As a grown woman now, I look back and see that some of what lay behind this was that, with a large family and little money, making the best of what he had was always an important part of life, but I also suspect that the reason he had such a way with all of us was because he was firmly in touch with the part of him that had never grown up.
He never treated any of us grandchildren differently because we were girls or boys. It is only in hindsight I realise how unusual that was. If you showed any interest in his workshop he would take you out and show you how things worked. It was Grandad who gave me my first hammer, showed me how to use a screwdriver, all of those basic sorts of DIY and carpentry things, and showed me the sorts of things that you could achieve with just a few simple tools. He also showed me that a lot of the time, if you don't have something, you can make it just as easily as going out to buy it. This is a philosophy that has stuck with me through the years and, in times when I too was short on cash, has made the difference between having what I needed or going without. 'Make Do and Mend', a slogan from his teenage years during the war, was firmly centred within my own childhood philosophy and still informs at least some of my thinking today.
Towards the end of his life, it became clear that Grandad was becoming increasingly unwell with the cancer that would finally kill him, but he remained fiercely independent. Determined to Make Do and Mend his way through to the last. When I came to stay, with the express purpose of helping him out around the home, he initially insisted on cooking dinner for both of us. After all, I was a guest!
That first night, while he was still up and walking around, before the pain and sickness got too much, I watched him chop carrots with a butter knife, and I felt a sense of rightness in the world. We might not have the perfect tools to do the job, but we had a knife sharpener dammit and we could make do.
I was not a perfect nurse. Care giving is something that has never come particularly naturally to me. He was not a perfect patient either. Fiercely independent, he struggled to receive help in any form. Over the coming weeks, though, we fell into a comfortable pattern of companionship. I would work on my laptop, in my Gran's old armchair, while he would watch the TV. Later, over dinner, which he would allow me to cook more often as time went on, we would talk about his teenage years, or about engineering, or about the many crazy jobs he had done in his working years. Having known him all through my childhood, I treasured this time getting to know my Grandad again as an adult, even while it was hard watching him shrink away and slowly lose what remained of his sense of humour, as constant pain and physical weakness started to get the better of him. He was still him, though. Still the man I had adored as a tiny child, climbing on the back of his armchair to comb his hair into ridiculous shapes using the steel comb he always kept in his pocket, laughing along with my delight at the crazy shapes I created, like horns or a mohawk. Still the man who had told me he would drive his invalid cart off a cliff rather than be looked after. We made do.
Later, when it was all over, I gathered with my family to clear out the house. There was one object, and only one that I was determined to have as a keepsake. One that nobody else cared about.

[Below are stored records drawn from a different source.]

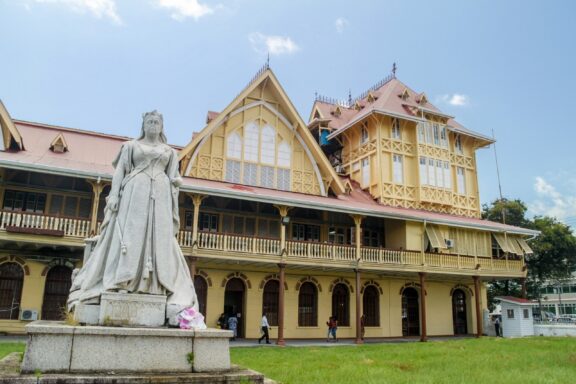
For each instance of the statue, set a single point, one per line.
(137, 250)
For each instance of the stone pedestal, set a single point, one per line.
(132, 310)
(59, 348)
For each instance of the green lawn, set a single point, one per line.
(487, 360)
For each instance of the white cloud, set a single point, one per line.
(456, 99)
(183, 9)
(550, 202)
(98, 8)
(340, 24)
(275, 45)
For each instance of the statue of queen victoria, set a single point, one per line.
(137, 251)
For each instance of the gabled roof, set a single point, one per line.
(267, 76)
(391, 103)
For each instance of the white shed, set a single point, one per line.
(517, 320)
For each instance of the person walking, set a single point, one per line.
(233, 325)
(265, 327)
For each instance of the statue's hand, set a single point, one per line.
(112, 203)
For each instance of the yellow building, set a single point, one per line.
(372, 209)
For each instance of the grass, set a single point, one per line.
(528, 360)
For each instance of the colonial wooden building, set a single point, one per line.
(372, 208)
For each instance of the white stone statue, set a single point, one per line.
(137, 250)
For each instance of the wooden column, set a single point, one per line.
(358, 309)
(283, 210)
(97, 188)
(523, 283)
(192, 266)
(423, 333)
(280, 340)
(197, 201)
(477, 302)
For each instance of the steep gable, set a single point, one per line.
(259, 139)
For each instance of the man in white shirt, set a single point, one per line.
(265, 326)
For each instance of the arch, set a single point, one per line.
(284, 120)
(307, 304)
(371, 306)
(459, 312)
(341, 304)
(341, 280)
(270, 301)
(239, 275)
(234, 146)
(311, 280)
(56, 290)
(410, 312)
(11, 282)
(201, 287)
(273, 276)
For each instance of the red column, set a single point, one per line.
(280, 340)
(478, 313)
(358, 310)
(423, 334)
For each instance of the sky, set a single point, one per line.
(500, 67)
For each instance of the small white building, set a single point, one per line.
(517, 320)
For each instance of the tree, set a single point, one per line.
(554, 249)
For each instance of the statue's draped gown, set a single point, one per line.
(137, 250)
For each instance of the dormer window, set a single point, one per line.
(396, 133)
(364, 137)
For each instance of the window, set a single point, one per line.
(233, 171)
(447, 175)
(208, 222)
(398, 169)
(365, 172)
(284, 154)
(251, 142)
(268, 145)
(234, 146)
(371, 306)
(364, 134)
(423, 171)
(458, 145)
(270, 301)
(307, 305)
(341, 304)
(11, 280)
(24, 201)
(461, 180)
(431, 173)
(267, 177)
(283, 179)
(250, 173)
(396, 134)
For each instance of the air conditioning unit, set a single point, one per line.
(29, 315)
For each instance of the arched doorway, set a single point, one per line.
(410, 313)
(459, 317)
(201, 288)
(56, 290)
(234, 302)
(11, 281)
(341, 304)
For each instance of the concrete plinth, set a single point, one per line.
(132, 310)
(59, 348)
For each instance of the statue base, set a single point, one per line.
(54, 347)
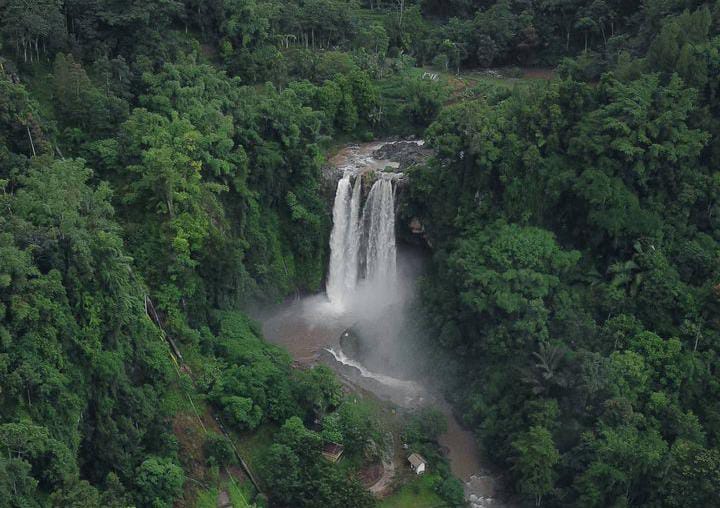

I made a bee line for the kitchen and picked up my Grandad's butter knife. It was razor sharp.
It lives now in my own kitchen drawer, because what is the point of owning a tool if you're not going to use it? (I can almost hear my Grandad saying this even now) – I keep it sharp, as no butter knife ever was, and sometimes I chop vegetables with it. It reminds me that even imperfect tools can make life better, and that a lot of the time in life, you already have what you need... it just happens to look like something else.